Sunday, August 7, 2011

Pocket Knives

Hannah and I have a joke that whenever I can’t remember when something happened during my childhood, I say that I was six-years-old. In this case, I really believe I was. But then again, I could be wrong.

When I was six years old my father gave me a knife. It wasn’t a sword, machete, or even a locking knife. It was a small, red Swiss Army knife. Complete with a key chain, tweezers, toothpick, scissors, blade, and file, I came into the possession of a 1½ inch multi-purpose tool.

At six years old I wasn’t the brightest kid or even the handiest. Dad made sure to teach me a few things about knives, such as always cutting away from your body, never using it to stab anything (a non-locking knife has the tendency of folding over onto your fingers), and never using it to harm anyone.

Though some people might question the wisdom of giving a six-year-old access to sharp and pointy objects, looking back I’m glad my dad did. I’m glad because it was one of my first lessons on responsibility and began the process of transitioning me from child to adolescent, and further on to adult.

By giving me the Swiss Army knife, my Dad was telling me that he trusted me with responsibility.

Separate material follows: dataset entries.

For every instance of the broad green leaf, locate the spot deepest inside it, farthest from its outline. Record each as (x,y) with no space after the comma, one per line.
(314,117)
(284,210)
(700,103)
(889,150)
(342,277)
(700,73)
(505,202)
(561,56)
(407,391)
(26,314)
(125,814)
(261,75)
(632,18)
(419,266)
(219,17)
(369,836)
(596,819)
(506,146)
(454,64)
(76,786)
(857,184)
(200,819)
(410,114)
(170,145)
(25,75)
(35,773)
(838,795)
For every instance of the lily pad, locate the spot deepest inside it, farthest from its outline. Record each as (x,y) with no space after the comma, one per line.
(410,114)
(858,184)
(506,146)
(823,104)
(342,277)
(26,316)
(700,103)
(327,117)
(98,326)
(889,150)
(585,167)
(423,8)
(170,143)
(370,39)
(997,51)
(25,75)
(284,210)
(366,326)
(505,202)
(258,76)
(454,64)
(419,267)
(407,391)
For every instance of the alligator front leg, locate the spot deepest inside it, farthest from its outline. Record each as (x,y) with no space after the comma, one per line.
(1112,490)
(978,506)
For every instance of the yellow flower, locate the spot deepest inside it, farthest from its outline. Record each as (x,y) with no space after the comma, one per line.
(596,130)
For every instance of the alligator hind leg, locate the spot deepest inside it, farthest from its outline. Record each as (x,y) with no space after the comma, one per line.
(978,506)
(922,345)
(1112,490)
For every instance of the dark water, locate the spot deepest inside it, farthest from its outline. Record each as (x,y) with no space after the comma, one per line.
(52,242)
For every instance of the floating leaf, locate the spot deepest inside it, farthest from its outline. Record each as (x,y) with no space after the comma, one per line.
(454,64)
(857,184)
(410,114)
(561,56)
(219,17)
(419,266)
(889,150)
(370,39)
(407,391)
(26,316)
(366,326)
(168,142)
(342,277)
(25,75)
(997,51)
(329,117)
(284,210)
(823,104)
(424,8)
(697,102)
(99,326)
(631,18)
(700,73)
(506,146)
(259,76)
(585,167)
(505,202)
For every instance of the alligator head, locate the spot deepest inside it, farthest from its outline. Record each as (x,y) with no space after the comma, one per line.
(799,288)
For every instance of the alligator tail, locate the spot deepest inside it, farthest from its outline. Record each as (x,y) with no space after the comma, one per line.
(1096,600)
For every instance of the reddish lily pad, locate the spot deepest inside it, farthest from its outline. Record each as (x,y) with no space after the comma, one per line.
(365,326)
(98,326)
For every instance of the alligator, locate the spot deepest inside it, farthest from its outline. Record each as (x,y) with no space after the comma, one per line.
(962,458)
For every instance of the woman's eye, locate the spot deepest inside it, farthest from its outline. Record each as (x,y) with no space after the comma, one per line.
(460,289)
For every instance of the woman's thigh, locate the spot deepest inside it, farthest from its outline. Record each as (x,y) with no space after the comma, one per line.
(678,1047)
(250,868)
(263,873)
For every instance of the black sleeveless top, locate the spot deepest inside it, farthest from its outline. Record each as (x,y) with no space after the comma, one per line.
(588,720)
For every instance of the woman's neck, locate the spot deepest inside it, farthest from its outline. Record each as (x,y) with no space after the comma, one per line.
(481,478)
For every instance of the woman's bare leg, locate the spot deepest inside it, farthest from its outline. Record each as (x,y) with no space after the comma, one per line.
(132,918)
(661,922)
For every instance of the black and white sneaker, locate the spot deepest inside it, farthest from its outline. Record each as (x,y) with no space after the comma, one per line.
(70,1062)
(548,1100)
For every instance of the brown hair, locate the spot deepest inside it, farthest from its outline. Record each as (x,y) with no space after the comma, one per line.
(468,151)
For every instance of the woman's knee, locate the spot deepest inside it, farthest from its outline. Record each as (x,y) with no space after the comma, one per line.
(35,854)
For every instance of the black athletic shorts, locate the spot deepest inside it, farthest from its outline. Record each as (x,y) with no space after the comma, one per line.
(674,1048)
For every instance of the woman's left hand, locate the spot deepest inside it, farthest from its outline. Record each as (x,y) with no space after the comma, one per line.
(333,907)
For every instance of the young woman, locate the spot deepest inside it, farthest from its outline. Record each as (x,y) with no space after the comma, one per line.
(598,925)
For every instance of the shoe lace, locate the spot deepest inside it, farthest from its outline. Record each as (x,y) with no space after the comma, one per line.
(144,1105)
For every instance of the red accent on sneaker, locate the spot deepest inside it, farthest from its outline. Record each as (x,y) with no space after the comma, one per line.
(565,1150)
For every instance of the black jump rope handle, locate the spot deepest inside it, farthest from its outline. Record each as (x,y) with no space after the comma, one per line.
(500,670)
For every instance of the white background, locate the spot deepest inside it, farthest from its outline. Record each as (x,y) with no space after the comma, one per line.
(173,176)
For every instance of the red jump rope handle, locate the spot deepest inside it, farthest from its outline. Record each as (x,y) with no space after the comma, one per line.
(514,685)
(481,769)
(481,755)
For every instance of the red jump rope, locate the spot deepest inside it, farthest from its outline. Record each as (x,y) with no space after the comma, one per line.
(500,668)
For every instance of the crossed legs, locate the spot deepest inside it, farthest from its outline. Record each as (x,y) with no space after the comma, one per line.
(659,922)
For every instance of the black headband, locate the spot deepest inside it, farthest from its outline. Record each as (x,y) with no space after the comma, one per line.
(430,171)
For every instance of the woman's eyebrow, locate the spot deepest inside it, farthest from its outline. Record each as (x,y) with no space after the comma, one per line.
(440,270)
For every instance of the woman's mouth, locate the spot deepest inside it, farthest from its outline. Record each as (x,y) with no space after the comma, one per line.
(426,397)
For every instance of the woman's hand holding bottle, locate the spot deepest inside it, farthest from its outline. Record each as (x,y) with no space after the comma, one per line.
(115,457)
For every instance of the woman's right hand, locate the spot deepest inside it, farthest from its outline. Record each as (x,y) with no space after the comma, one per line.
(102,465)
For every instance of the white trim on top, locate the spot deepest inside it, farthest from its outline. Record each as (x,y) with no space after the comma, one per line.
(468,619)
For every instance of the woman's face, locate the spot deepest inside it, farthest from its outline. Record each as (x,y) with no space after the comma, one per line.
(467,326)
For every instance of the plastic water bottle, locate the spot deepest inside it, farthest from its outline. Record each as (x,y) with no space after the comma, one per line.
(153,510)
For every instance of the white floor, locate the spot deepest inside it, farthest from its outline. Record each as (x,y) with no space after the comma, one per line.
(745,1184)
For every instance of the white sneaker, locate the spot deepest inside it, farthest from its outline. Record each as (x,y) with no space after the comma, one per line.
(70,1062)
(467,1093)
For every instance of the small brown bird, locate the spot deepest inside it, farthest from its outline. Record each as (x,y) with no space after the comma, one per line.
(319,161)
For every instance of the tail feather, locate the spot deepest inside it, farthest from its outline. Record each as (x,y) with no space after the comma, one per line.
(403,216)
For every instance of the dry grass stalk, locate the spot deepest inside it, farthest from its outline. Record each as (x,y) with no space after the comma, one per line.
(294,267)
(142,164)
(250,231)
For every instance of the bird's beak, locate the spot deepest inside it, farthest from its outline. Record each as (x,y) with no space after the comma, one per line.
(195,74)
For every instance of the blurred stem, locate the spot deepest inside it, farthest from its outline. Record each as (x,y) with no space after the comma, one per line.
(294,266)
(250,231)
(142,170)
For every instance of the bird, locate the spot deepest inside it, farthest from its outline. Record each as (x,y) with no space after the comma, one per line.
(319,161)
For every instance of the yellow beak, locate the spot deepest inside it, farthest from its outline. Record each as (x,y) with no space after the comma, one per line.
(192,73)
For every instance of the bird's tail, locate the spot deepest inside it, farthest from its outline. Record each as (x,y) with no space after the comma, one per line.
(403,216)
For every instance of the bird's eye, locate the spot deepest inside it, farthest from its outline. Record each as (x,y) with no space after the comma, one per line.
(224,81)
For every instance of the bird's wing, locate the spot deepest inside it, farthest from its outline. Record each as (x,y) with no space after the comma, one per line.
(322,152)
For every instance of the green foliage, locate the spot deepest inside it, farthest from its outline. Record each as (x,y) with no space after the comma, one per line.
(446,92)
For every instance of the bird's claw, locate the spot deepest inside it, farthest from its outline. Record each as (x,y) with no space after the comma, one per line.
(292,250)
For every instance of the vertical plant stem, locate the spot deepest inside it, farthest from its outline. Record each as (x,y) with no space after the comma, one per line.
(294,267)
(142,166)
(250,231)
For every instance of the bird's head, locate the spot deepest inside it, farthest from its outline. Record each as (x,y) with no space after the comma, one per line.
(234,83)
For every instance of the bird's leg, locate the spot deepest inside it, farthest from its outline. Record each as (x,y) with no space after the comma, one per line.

Other boys my age may not have had one, but I was given one, and I was expected to use it appropriately.

I didn’t. Within a short period of time I lost the red knife and Dad wouldn’t get me another one. It wasn’t until the next summer, after the snow had come and gone, that I found it again. In first grade I took it to school multiple times, but I at least had the sense not to show it to anybody.

The knife was a sign of responsibility, a kind of rite of passage. By not showing myself responsible, I was taught a very important lesson: with responsibility comes accountability, and with accountability comes consequences. If I lost the knife, my dad wouldn’t buy me another one. Had I cut myself or hurt somebody I can only imagine what the consequences would have been.

I still have the knife. It’s kept in my wife’s jewelry box along with a few others I’ve picked up along the way, some given to me by my dad; a little bigger, a little sharper to indicate the increase in responsibility. My Swiss Army knife is a reminder of a lesson I learned, and the other knives indicate a path of trust and maturity. And I haven’t left any of them outside.